Мне не нужно спрашивать, кем он работает. Калеб - инвестиционный банкир. Он работает в компании своего отчима, и да - он богат.
— А твой коллега?
— Он не выжил, — его плечи резко упали. Я закусила губу. Признаюсь, я не очень хороша, когда нужно, как предполагается, что-нибудь сказать для поддержки. Когда моя мама умерла, люди говорили такие глупости, которые меня злили. Мягкие, пушистые слова, совсем не имеющие веса: «мне жаль» - когда всем понятно, что это не их вина, или «есть ли что-то, что я могу сделать» - когда нам обоим понятно, что ничего уже сделать нельзя. Я меняю тему, чтобы не говорить пустые слова. — Ты помнишь аварию?

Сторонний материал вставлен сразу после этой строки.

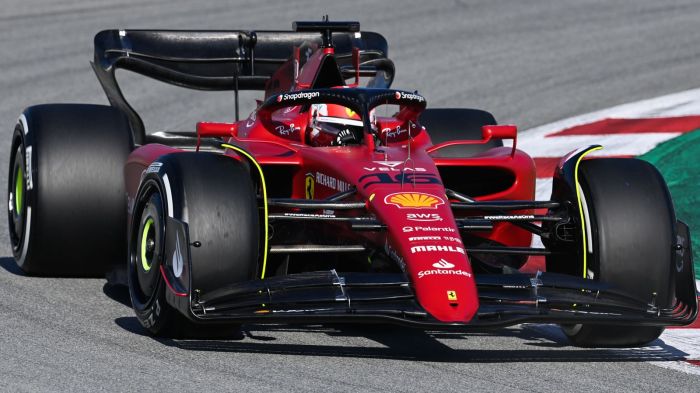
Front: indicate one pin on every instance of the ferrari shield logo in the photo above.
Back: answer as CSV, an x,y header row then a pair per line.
x,y
309,186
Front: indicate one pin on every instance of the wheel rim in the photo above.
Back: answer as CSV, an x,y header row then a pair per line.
x,y
147,244
19,190
17,195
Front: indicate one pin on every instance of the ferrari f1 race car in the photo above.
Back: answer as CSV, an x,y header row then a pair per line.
x,y
338,199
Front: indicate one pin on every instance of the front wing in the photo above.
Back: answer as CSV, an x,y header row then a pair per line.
x,y
510,299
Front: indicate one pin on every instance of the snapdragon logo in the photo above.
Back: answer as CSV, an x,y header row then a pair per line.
x,y
408,96
295,96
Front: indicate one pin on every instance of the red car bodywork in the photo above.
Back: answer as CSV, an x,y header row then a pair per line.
x,y
400,184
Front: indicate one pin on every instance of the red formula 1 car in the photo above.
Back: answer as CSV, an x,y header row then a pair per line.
x,y
337,199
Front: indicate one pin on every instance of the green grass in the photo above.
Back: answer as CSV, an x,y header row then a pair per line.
x,y
679,162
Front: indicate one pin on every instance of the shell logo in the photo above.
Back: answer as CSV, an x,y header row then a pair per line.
x,y
413,200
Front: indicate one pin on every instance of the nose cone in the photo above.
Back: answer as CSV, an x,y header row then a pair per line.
x,y
423,238
445,288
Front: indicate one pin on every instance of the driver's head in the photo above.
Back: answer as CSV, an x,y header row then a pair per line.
x,y
335,125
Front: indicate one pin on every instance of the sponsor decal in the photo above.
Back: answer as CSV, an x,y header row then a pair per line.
x,y
332,182
434,248
178,262
408,96
423,238
290,109
452,295
309,185
284,130
413,200
391,252
428,229
295,96
319,110
443,264
391,166
400,178
510,217
442,267
393,133
425,217
309,215
154,167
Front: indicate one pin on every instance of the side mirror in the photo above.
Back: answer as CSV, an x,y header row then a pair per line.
x,y
505,131
215,130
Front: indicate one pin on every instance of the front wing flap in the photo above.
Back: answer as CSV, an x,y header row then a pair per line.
x,y
505,299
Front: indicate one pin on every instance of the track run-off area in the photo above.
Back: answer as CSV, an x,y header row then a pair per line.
x,y
530,63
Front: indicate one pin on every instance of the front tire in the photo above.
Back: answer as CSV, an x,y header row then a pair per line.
x,y
214,196
633,234
66,192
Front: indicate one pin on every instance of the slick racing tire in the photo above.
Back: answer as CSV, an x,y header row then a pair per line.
x,y
449,124
632,224
213,196
66,205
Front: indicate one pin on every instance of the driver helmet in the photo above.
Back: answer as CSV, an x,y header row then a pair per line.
x,y
334,125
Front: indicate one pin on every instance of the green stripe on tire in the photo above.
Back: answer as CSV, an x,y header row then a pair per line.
x,y
19,190
145,263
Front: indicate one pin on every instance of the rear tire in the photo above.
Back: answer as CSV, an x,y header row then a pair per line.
x,y
214,196
449,124
66,193
633,234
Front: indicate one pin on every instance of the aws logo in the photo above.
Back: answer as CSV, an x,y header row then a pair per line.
x,y
413,200
399,178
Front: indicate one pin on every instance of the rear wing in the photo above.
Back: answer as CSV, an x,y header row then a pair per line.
x,y
212,60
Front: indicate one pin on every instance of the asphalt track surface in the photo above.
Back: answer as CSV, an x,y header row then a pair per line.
x,y
530,63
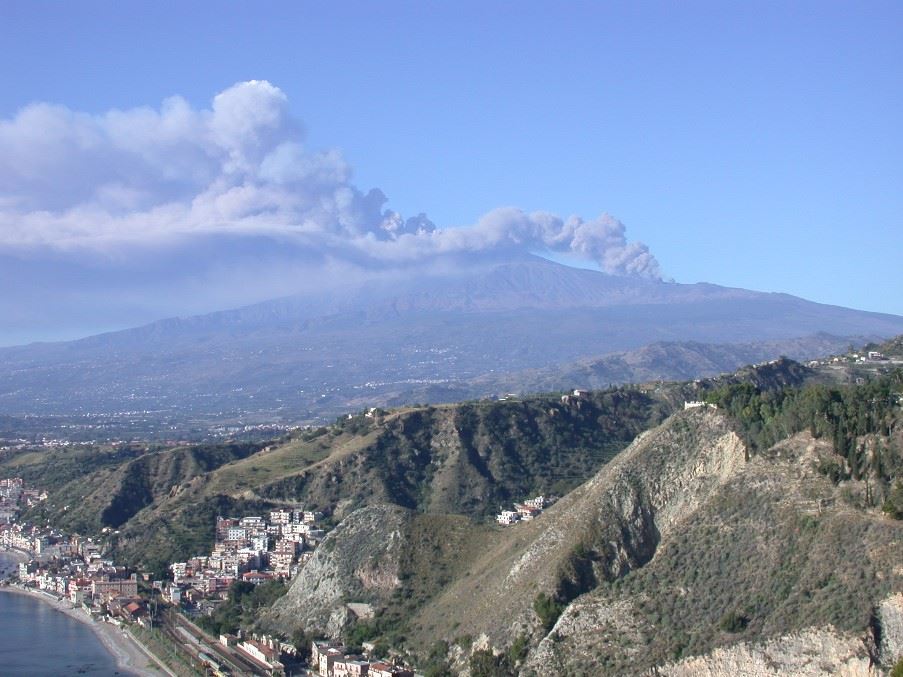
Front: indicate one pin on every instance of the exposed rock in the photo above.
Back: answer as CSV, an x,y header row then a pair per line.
x,y
773,545
357,562
890,614
812,653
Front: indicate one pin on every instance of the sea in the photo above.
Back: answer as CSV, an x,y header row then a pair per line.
x,y
38,640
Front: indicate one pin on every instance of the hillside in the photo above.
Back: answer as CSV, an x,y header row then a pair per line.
x,y
312,358
462,459
761,530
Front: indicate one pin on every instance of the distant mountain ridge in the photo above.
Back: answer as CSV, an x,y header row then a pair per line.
x,y
317,355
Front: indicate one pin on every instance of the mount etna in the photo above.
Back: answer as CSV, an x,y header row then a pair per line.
x,y
457,330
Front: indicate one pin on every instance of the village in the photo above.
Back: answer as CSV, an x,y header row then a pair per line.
x,y
249,549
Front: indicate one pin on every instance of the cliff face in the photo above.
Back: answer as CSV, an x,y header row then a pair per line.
x,y
812,653
358,562
604,529
771,573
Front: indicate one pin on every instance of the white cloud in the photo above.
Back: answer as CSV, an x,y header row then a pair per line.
x,y
174,184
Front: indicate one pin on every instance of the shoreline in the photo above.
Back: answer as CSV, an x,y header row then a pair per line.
x,y
131,657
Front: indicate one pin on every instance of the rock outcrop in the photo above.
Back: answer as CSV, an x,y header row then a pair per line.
x,y
358,562
812,653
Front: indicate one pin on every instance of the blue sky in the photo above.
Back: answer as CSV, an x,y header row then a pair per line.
x,y
746,144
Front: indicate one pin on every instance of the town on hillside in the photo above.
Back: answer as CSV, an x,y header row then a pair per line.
x,y
164,615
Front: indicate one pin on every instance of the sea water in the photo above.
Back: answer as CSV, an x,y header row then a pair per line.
x,y
38,640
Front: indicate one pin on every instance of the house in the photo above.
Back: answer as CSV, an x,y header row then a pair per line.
x,y
383,669
507,517
323,656
257,577
350,667
262,653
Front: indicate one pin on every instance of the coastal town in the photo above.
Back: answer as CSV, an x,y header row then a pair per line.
x,y
163,616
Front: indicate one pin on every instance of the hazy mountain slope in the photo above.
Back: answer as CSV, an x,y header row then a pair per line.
x,y
300,358
465,459
654,362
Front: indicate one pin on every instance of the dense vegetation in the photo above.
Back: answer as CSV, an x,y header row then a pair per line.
x,y
846,415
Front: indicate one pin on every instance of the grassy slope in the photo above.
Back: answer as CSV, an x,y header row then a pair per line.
x,y
465,459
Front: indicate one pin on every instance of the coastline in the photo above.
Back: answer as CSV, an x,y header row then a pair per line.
x,y
130,656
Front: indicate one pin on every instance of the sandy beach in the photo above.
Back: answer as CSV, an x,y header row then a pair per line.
x,y
130,656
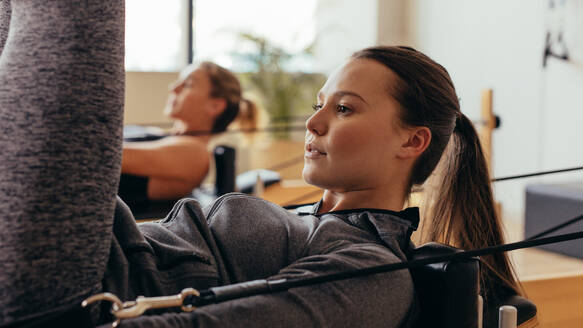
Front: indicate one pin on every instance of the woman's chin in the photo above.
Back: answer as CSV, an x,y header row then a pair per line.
x,y
312,179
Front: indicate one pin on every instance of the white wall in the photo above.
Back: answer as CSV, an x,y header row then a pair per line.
x,y
499,44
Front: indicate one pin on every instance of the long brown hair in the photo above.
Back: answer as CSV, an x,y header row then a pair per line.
x,y
460,209
225,85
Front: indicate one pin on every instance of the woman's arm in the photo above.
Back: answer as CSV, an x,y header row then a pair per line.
x,y
175,165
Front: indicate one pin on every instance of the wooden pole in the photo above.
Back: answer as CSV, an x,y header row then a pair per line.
x,y
485,133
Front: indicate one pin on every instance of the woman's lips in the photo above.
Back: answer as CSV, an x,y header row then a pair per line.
x,y
312,152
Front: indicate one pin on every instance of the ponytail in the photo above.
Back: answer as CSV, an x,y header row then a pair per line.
x,y
462,210
248,115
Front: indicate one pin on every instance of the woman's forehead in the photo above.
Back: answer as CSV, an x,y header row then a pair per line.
x,y
360,75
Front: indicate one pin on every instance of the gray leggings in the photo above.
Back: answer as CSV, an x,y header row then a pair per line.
x,y
61,107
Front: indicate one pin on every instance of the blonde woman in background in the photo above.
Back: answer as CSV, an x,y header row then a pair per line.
x,y
205,100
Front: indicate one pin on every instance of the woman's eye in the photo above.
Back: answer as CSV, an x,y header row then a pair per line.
x,y
343,109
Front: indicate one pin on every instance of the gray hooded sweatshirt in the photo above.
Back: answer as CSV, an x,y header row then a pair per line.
x,y
241,238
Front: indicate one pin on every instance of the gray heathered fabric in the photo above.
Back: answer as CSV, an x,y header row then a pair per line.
x,y
61,105
4,21
243,238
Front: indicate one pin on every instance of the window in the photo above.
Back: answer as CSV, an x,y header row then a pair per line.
x,y
158,32
156,35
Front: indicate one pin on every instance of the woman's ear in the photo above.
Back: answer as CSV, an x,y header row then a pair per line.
x,y
417,140
217,106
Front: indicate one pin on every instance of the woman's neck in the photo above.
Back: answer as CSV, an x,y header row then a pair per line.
x,y
392,199
184,128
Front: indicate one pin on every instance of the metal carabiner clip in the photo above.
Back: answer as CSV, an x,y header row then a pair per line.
x,y
132,309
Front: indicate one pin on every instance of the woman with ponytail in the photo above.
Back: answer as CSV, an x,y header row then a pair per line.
x,y
204,101
383,122
458,206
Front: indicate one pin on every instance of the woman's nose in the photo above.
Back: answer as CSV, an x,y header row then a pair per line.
x,y
175,86
317,124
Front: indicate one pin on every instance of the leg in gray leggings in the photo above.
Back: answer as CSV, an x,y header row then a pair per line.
x,y
61,103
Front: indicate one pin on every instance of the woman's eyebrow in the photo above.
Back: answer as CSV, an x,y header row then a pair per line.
x,y
349,93
343,93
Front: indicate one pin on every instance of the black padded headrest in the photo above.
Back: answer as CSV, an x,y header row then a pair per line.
x,y
447,292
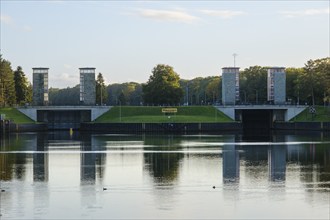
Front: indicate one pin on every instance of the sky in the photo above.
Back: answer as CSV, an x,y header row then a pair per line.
x,y
125,40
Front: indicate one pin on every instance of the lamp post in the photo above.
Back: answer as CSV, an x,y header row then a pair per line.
x,y
244,96
256,96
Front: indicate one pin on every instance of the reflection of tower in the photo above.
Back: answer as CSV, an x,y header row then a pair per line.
x,y
40,86
276,85
230,163
87,86
277,162
163,166
230,85
40,159
87,160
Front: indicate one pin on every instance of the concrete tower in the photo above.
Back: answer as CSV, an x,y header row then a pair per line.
x,y
40,86
276,84
230,85
87,86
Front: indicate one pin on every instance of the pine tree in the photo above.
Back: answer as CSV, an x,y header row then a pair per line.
x,y
7,84
21,86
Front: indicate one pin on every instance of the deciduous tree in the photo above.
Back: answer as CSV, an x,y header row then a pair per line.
x,y
163,87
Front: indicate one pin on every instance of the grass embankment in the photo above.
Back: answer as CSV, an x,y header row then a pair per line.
x,y
139,114
16,116
322,115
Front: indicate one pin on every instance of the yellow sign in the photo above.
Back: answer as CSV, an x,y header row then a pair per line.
x,y
169,110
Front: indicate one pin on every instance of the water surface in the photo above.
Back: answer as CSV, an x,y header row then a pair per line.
x,y
110,176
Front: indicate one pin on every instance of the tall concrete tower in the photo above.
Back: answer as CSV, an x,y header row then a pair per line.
x,y
40,86
230,85
87,86
276,85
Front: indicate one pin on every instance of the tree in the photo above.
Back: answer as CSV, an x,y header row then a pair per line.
x,y
66,96
253,84
21,86
163,87
7,84
101,92
316,80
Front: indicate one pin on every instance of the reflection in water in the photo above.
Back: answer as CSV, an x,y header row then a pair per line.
x,y
230,163
166,174
87,160
277,162
40,159
163,166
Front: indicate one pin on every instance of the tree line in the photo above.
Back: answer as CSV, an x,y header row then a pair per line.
x,y
304,85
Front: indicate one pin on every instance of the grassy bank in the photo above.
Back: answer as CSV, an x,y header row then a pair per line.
x,y
137,114
322,115
16,116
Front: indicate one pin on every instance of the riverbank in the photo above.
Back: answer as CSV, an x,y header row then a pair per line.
x,y
155,114
161,127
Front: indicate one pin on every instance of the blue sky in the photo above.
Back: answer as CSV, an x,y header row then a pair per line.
x,y
124,40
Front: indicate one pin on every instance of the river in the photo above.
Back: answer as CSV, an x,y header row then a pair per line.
x,y
63,175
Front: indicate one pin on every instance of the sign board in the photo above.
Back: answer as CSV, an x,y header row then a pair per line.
x,y
312,110
169,110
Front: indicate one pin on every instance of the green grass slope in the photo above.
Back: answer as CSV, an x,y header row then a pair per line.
x,y
16,116
322,115
139,114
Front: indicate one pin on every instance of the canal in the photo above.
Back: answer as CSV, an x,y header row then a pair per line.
x,y
63,175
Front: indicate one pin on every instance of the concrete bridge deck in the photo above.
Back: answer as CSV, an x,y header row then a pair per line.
x,y
286,112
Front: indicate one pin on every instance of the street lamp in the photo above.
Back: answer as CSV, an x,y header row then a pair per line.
x,y
244,96
256,96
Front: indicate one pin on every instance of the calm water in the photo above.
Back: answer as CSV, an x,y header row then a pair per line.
x,y
84,176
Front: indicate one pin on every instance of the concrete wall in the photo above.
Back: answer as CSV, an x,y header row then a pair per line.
x,y
228,88
30,112
279,88
98,111
89,89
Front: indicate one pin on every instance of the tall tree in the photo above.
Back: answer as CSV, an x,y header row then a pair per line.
x,y
101,92
163,87
7,84
21,86
253,84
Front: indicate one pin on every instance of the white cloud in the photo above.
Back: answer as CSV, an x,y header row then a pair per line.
x,y
225,14
168,15
67,66
307,12
27,28
6,19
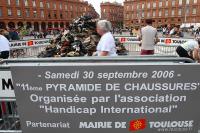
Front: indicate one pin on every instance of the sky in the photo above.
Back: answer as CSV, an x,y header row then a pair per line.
x,y
96,3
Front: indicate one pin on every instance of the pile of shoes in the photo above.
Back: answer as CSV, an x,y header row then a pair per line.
x,y
80,40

— Я помню, как очнулся после того, как все это случилось, но ничего до.
— Даже свое имя?
Он покачал головой.
— Хорошие новости в том, что доктора говорят - я вспомню. Это лишь вопрос времени и терпения.
Хорошая новость для меня заключается в том, что он меня не помнит. Мы не разговаривали бы сейчас, если б он все помнил.
— Я нашел обручальное кольцо в своем ящике с носками. — Его признание было настолько неожиданным, что я подавилась своим кофе.
— Прости, — он похлопывает меня по спине, пока я пытаюсь прокашляться. Глаза слезятся. — Мне, правда, нужно было рассказать кому-нибудь об этом. Я собирался сделать ей предложение, а теперь я даже не знаю, кто она.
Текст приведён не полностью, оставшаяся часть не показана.